2019-09-29

Line Breaking

Early programming languages put rigid constraints on the length of a line. If a statement is too long, it must be broken.

Punch Cards

FORTRAN was designed in the punched card era. Each line was punched onto its own 80 column card. A card was broken into fields:

Field	From	Thru	Width	Purpose
comment	1	1	1	A `C` punched in column 1 means that the compiler ignores the rest of the card.
label	1	5	5	This is used to indicate the target of `GOTO` and `DO` statements. It is usually blank.
continuation	6	6	1	Any punch in this column means that the statement field of the previous card continues on this card.
statement	7	72	66	Program statements go here.
sequence	73	80	8	The compiler ignores this field. It can be used for card numbering and identification for when your card deck falls on the floor.

Cards had an actual cost, so there was a real economic incentive to minimize blank lines. Line continuations were to be avoided because of the cost of continuation cards and the complexity of their management, so statements tended to always start in column 7, spaces were not used, parentheses are discouraged, and variable names were kept very short. You want to keep the statement short so that it does not accidentally stray into the sequence field where the characters are ignored.

I adopted the practice of using 1 on the first continuation card, 2 on the second, and so on. But then I read the brilliant The Elements of Programming Style by Brian Kernighan and P. J. Plauger, who made this recommendation:

We have used $ as the continuation character, because it is the only standard Fortran character without any other syntactic meaning. It minimizes the chance for confusion, and is likely to cause a visible error if used in the wrong column.

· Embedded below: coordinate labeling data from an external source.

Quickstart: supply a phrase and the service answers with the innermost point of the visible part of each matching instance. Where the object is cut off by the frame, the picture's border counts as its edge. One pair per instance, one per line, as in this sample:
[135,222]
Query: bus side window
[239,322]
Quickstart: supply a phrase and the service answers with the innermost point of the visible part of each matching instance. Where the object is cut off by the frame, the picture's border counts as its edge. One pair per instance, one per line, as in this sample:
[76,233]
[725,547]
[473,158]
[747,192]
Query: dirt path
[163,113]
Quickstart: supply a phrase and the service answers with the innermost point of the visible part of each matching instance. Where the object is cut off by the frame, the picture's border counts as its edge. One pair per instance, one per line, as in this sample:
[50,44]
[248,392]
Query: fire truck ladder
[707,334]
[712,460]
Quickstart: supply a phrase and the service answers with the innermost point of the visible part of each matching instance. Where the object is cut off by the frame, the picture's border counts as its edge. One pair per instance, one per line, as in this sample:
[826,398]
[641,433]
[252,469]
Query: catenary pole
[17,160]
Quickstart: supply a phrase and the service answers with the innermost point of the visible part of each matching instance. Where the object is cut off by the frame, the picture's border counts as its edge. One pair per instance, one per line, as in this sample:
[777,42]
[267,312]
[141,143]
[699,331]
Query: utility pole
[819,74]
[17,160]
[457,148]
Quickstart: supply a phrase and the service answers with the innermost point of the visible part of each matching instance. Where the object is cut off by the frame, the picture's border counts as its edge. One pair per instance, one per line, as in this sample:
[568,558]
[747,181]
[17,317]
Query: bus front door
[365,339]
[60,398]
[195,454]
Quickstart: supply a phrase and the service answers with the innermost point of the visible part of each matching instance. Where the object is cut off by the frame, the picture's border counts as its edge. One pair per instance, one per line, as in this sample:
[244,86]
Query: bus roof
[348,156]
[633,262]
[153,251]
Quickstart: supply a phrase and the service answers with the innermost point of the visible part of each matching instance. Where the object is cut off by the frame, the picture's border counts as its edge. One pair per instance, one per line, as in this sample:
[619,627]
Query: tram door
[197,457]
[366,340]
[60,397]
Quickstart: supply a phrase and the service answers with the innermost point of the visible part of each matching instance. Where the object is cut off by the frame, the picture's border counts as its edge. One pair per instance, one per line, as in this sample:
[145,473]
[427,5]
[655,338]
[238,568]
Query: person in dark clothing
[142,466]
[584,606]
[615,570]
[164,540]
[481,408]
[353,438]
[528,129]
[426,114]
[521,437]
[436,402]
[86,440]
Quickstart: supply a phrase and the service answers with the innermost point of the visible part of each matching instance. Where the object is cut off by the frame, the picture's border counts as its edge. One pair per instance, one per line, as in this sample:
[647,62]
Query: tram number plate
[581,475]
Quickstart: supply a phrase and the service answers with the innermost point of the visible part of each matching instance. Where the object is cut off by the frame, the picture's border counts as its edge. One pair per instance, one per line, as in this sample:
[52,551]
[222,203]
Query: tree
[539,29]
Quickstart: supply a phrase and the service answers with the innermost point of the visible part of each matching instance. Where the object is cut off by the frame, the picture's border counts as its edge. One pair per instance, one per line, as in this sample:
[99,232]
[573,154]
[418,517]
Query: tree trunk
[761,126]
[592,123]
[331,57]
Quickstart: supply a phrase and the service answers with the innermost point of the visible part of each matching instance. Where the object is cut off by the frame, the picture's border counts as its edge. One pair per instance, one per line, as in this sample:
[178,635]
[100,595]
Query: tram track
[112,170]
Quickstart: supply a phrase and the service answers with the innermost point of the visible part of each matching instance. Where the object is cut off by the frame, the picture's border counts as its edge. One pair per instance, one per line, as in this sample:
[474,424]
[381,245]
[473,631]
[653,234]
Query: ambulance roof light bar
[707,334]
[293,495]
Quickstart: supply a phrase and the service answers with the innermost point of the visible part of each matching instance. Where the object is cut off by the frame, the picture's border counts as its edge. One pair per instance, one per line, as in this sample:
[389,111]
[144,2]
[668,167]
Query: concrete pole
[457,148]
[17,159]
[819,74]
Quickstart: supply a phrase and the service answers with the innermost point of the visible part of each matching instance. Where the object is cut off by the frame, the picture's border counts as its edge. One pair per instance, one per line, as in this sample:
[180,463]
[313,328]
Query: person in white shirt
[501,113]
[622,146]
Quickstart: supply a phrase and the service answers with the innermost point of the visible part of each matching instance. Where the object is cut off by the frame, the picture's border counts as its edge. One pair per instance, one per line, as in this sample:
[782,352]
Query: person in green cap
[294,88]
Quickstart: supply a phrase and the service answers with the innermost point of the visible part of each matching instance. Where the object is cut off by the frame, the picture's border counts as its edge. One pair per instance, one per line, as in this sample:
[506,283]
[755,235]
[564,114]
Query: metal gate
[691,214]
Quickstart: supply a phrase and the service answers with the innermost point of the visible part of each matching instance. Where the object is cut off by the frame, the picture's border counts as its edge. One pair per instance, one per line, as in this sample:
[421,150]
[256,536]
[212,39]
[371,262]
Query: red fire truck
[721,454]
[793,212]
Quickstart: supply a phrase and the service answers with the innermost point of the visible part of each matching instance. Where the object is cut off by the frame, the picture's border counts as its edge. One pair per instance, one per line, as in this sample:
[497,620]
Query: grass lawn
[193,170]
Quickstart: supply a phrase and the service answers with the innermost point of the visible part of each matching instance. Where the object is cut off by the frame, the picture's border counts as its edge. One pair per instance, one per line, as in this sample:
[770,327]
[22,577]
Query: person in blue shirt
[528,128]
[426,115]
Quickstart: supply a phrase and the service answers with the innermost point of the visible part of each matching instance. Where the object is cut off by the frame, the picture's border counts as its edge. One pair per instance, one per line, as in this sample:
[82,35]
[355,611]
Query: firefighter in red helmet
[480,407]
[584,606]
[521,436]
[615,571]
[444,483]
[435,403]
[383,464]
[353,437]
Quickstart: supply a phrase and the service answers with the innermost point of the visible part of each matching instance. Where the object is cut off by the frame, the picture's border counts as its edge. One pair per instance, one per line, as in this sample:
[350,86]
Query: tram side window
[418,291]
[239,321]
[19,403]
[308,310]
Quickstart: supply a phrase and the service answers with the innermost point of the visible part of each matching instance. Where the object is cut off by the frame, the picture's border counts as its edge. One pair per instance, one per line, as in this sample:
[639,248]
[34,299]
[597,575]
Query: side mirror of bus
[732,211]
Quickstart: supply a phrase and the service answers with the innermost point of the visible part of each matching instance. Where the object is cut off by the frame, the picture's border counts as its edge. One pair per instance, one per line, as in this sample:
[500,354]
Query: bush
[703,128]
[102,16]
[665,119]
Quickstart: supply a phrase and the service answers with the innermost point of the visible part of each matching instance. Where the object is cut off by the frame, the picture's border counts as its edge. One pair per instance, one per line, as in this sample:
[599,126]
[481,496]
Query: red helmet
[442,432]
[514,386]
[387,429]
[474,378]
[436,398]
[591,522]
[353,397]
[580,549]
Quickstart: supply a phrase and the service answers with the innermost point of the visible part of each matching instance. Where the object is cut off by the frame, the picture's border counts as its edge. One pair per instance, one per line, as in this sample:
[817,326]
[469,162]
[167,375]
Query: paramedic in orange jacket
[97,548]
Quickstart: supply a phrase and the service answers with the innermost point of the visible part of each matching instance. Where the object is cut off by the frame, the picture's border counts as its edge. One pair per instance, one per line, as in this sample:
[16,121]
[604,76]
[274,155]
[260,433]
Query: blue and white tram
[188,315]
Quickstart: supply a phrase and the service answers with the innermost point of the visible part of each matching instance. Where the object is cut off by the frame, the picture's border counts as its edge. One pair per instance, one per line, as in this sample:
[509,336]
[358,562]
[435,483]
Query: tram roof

Of course they were absolutely right. It made me angry. I had thought that the under-specified parts of languages were there to permit some form of self expression. But I was wrong. This was the beginning of my understanding of how to use a programming language correctly. K&P were not perfect. For example, their first sentence contains an unnecessary comma. But their approach was exactly right. It was something that I needed to learn to do. Damn them.

Paper Tape

Later languages regarded a program not as a deck of cards, but as a spool of paper tape. The C language imposed no length limit on lines because a program is just of stream of characters. A statement could be as long as a reel of tape. Paper tapes were replaced with magnetic disks. The cost of a line, compared to cards, is virtually free. We could at last afford whitespace in both dimensions, meaningful variable names, and clarifying parentheses. But there were still constraints on line length. Teletypewriters, and later, CRT terminals, shared the 80 column limit of punched cards. Eventually, as display technology improved, that limitation was relaxed. But there was still a human limitation: very long lines of text can be difficult to read, and it is important that our programs be readable. Coincidentally, 80 columns seems to be a good line length for programs, independent of punch cards and teletypes.

Over the years, I have employed many strategies for breaking lines that are longer than 80 characters. I would do what word processors do. I put as many characters as possible on a line. A symbol that violates the margin is moved to the next line. For a long time I followed the Java recommendation of indenting the continuation by 4 spaces, unless that caused ambiguity, in which case, indenting by 8 spaces. The lack of precision in that rule should have been a warning that it is a bad rule.

JavaScript forced me to be more thoughtful because of a misfeature called Automatic Semicolon Insertion, which can force the compiler to ignore errors, much like the FORTRAN card fields. I would try to break before or after particular punctuators, hoping to increase the likelihood that a copy/paste error would not be ignored.

I have been experimenting, testing, and refining over the years. My current recommendation is to break only after an opening character (such as (left parenthesis, [left bracket, {left brace). The following text is indented exactly 4 spaces. Structural breaks are permitted, allowing every expression in an argument list to be on its own line. The matching closing character is outdented 4 spaces, and the stream goes on.

I used to write like this:

const modulo = function modulo(dividend, divisor) {
    return subtract(dividend, multiply(floor(divide(dividend, divisor)),
        divisor));
};

Now I write like this:

const modulo = function modulo(
    dividend,
    divisor
) {
    return subtract(
        dividend,
        multiply(
            floor(
                divide(
                    dividend,
                    divisor
                )
            ),
            divisor
        )
    );
};

I don't break because the statement is too long. I break to inject some clarity into the coding. We have difficulty reading nested function invocations, but we are pretty good at reading outlines. So I open it up. This costs more lines, but when we got rid of punch cards, the cost of lines went way down. I am hoping that the next generation of languages provides better support for this, so that the unnecessary comma after dividend can be omitted. A linefeed is not a space. I think the compact form should be retained for short, simple expressions, but I might be wrong about that. I may still be desperately clinging to problematic conventions. This stuff is hard.

Hypertext

Obviously, the paper tape model is poorly suited to programming in the large. We should be programming with hypertext, as imagined by Engelbart and Nelson. Unfortunately, the hypertext system we got is HTML, which is wholly inadequate for expressing the complex structures in software systems. So we are still working with virtual paper tape streams. Our tooling has gotten significantly better, but even the smartest tools can not do what hypertext could do.